視界に入るすべてが、細かい灰のような粉塵に覆われている。それは単なる火山の灰ではない。巨竜の放つ強力な毒によって結晶化し、崩壊した成れの果てだ。
「想定以上の侵食スピードね。土壌のマナ伝導率も著しく低下しているみたい。農作物どころか、雑草一本生えないくらいよ」
リサは空中に展開した無数のホログラム・ウィンドウを指先で弾きながら、冷徹に現状を分析する。彼女の周囲には、すでにルミナリス全土のマナ濃度分布図が完成しつつあった。
一方のシエラはというと――
「面白いわね。この毒の性質・・・・・・ねえミト君、あとでこの灰、バケツ三杯分くらい吸ってみてくれない? 透過データのサンプルが欲しいの」
怪しい色の液体が煮え立つフラスコを振りながら、シエラが不穏な笑顔を僕に向ける。
「シエラ、さすがに死灰を直接吸わせるのは・・・・・・」
「あら、ミト君なら大丈夫よ。彼の器はダイヤモンドより硬いんだから。ね? エマちゃん、自慢のパートナーを貸してちょうだいな」
「貸しません! 毒を吸うのは作戦の時だけです!」
エマが僕を背後に隠し、シエラを威嚇する。 馬車はついに、巨竜が目撃されている最前線――霊峰の入り口に到着した。

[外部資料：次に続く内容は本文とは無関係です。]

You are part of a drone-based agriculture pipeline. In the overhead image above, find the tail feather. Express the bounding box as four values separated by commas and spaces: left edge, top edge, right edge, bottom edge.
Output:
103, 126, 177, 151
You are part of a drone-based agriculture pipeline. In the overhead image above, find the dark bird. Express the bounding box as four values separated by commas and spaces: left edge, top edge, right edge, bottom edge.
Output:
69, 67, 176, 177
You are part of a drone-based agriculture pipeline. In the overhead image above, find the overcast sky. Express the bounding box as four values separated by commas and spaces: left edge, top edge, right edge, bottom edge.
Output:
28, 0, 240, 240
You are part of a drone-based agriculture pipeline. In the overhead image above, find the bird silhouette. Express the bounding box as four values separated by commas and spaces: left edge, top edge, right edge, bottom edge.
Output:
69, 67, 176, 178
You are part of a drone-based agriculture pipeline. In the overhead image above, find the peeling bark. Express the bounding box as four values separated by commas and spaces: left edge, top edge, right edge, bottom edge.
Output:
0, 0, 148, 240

そこは、ただ灰色の丘が波打ち、空には紫黒色の雷雲が立ち込める異界だった。
「ここからは徒歩よ。馬車じゃ足を取られて動けなくなるわ」
エマが銀の剣を抜き、先頭に立つ。僕も彼女の隣に並び、全身に黄金のマナを薄く展開した。一歩、灰の世界に足を踏み入れる。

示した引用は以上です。